Deisy Del Real (2018-2019)

Deisy Del Real completed her dissertation at the University of California, Los Angeles (UCLA) in 2019.

She is a postdoctoral fellow and forthcoming assistant professor at the University of Southern California. Deisy’s research broadly focuses on the construction of legal immigration systems and how legal immigration contexts, which range from enforcement- to rights-focused, affect immigrants’ lives.

One study examines how the United States’ restrictive immigration laws affect the lives of undocumented and U.S. born young adults who grew up with undocumented parents. Her article “Toxic Ties: The Reproduction of Legal Violence within Mixed-Status Intimate Partners, Relatives, and Friends,” in International Migration Review won the ASA Sociology of Law Graduate Student Award, and received an honorable mention from the ASA International Migration section.

Another publication “They See Us like Trash”: The Impact of Mexican Illegality Stigma on the Psychological Well-Being of Undocumented Young Adults,’ is published in Advances in Medical Sociology.

Deisy’s second line of research examines how rights-based immigration legal systems are created and affect immigrants. Her study, “Documenting the Undocumented,” identifies how six South American governments designed, ratified, and implemented the Mercosur Residency Agreement, which is the first policy to immigrants’ legal residency status a substantive right. She is currently completing her book manuscript based on 145 interviews with advocates and policymakers in South America and writing articles that compare the legal residency acquisition experiences of 90 Venezuelan immigrants who settled in Argentina, Colombia, and Chile.

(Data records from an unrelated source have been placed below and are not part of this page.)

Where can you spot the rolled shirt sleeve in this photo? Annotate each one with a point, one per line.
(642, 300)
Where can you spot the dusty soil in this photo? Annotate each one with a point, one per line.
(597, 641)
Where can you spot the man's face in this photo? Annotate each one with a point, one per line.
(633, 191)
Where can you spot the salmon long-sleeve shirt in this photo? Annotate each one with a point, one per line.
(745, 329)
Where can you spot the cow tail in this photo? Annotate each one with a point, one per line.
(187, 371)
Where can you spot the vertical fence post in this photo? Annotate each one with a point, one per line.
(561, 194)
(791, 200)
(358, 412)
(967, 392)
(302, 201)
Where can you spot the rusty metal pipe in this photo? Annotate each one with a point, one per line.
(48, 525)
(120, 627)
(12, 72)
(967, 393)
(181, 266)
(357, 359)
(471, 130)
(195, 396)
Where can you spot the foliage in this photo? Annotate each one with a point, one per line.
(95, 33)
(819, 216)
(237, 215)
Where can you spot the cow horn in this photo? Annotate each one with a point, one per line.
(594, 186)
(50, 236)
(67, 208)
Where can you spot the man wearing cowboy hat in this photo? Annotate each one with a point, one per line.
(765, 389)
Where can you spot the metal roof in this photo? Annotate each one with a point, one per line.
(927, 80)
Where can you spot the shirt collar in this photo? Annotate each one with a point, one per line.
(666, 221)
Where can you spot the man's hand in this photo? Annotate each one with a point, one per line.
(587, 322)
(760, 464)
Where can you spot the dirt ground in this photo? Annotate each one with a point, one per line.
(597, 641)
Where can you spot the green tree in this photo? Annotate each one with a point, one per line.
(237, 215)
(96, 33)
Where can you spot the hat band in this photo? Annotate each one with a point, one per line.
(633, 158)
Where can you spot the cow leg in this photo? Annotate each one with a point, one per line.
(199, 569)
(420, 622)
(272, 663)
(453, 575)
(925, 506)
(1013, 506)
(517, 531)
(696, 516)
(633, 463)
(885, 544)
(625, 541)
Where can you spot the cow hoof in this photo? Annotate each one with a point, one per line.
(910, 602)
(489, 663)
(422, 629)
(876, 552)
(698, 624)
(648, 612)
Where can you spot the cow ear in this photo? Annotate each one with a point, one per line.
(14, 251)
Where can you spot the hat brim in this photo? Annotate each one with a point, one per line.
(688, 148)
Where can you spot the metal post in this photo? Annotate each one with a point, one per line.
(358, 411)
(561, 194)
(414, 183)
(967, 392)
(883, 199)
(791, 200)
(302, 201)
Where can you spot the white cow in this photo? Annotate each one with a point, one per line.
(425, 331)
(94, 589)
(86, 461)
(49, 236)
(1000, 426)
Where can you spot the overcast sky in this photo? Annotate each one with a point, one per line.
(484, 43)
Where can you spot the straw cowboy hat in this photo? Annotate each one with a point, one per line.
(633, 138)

Her research projects have been supported by the National Science Foundation (twice) and several other organizations. Moreover, Dr. Del Real regularly provides expert consultancy and runs workshops for governments, universities, and organizations. For instance, she provided expert testimony before Mercosur—a regional organization like the EU — during their adaptation of the Inter-American Human Rights Court’s Advisory-Opinion 21/14. This advisory opinion specifies how states should protect the human rights and well being of undocumented children and adolescents. As a result of this collaboration, she provided further consultation to the congress of San Jose, Uruguay, where they voted in favor of passing the Acta 11, which implements this advisory opinion In 2018.

Deisy was awarded the UCLA Charles E. & Sue K. Young Graduate Award for her research and public sociology. This is the highest honor given to one graduate student in social sciences by the UCLA College Deans for exemplary academic achievement, research, and service to the campus and community.

She is currently organizing a conference that will convince immigrant rights activists and policy innovators from countries throughout the Americas to identify strategies to replace the United States’ immigration law with a more humane model.